XIII. Bids and the Bidding Process

Parenthetical numbers in the text refer to sections of the current Revised Statutes of Missouri, abbreviated as RSMo.
The legal requirements

A city can decide for itself at what dollar-level bids must be taken. This decision should be by official board resolution. A good set of general rules is in Chapter 50.660, the rules governing contracts for counties and cities. These have frequently been recommended in audits to other political subdivisions.

Statutes say "to the lowest and best bidder." All bid announcements should include this statement to avoid awarding a contract to bidders who promise more than they can deliver or vendors of inferior product or shoddy service over responsible vendors. The statute also says bids should be awarded "after due opportunity for competition," but this is sometimes difficult for a city to do.

Phone bids

Seeking bids by telephone is perfectly acceptable and often necessary. However, phone bids need to be treated in the exact same matter as submitted written bids. Design a simple form for soliciting phone bids that lists the firm, the date, the person speaking on behalf of the vendor, the person speaking on behalf of the city, what was offered and for what price. This is the same information that would be on written bids. A form is in the back of this manual.

Telephone Bid Form (PDF)

Bid file folders

Make a file folder for every item the city bids. It should contain a copy of the announcement, the specifications, written bids received, telephone bids solicited, the contract along with the affidavit of publication of the notice. Specifications can be kept closed until public announcement of bid-letting is made (610.021 [11]). Sealed bids can be kept closed until bid opening (610.021 [12]). It's a good idea to seal phone bids after the paperwork has been completed until the opening.

Rejecting bids

Every bid call should include the words: "The city reserves the right to reject any and all bids." This is necessary because often bidders will offer to provide things different than what the city is seeking. If the bids received do not meet the specifications announced, they should be rejected even though this slows down the process.

Drawing bid specifications

It's not easy or simple to draw specifications. Be cautious if suppliers offer help — they may arrange specifications so only their product fits. This nullifies the "due opportunity for competition" statutes mandate.

Sole-source suppliers

It's easy to assume there is only one supplier who can furnish what the city wants. Remember, it was because of sole-source suppliers that the military purchased $600 toilet seats. There is almost always more than one supplier that can furnish an acceptable product.

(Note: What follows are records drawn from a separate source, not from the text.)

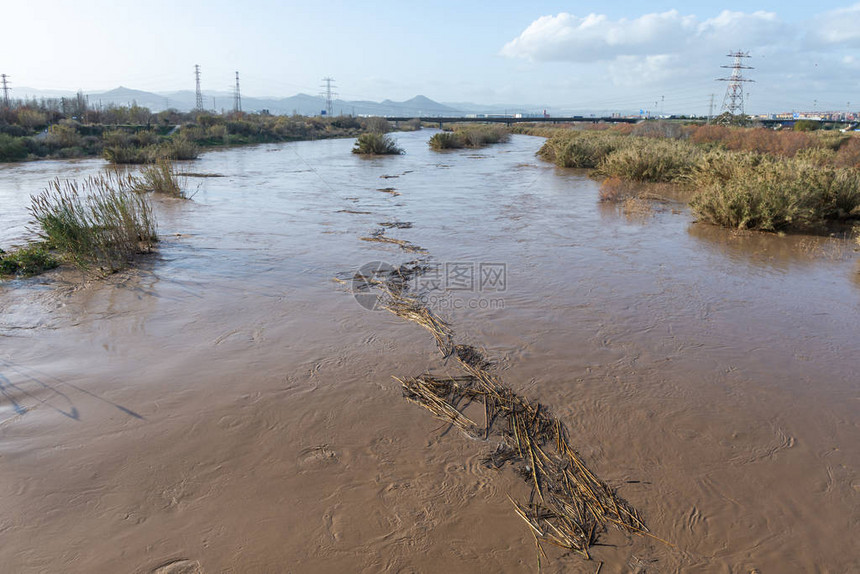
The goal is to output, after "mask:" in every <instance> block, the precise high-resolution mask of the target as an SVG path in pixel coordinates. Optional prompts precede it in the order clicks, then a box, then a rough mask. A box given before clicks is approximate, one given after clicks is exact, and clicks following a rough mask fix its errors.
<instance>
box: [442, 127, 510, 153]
mask: <svg viewBox="0 0 860 574" xmlns="http://www.w3.org/2000/svg"><path fill="white" fill-rule="evenodd" d="M510 137H511V136H510V131H509V130H508V129H507V128H504V127H502V126H486V125H470V126H457V127H456V128H455V129H454V131H453V132H440V133H438V134H434V135H433V137H431V138H430V142H429V144H430V148H431V149H434V150H437V151H438V150H443V149H460V148H467V147H468V148H480V147H484V146H485V145H489V144H494V143H500V142H506V141H508V140H509V139H510Z"/></svg>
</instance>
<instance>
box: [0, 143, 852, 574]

Contracts must be in writing

Fourth-class cities are not required to pay for any product, good or service unless there is first a written contract. Missouri has a special rule (432.070) designed to protect all local governments. While private individuals and private businesses can be held liable for oral agreements (such as inventory ordered over the telephone) or "quasi-contracts" (inventory that is ordered, delivered and displayed for sale), these principles don't apply to governments in Missouri. Thus, if your city receives a bill for an item that you don't remember ordering and don't want, you may refuse to pay the bill. Unless the vendor can produce a properly signed contract, it will be unable to collect on the bill.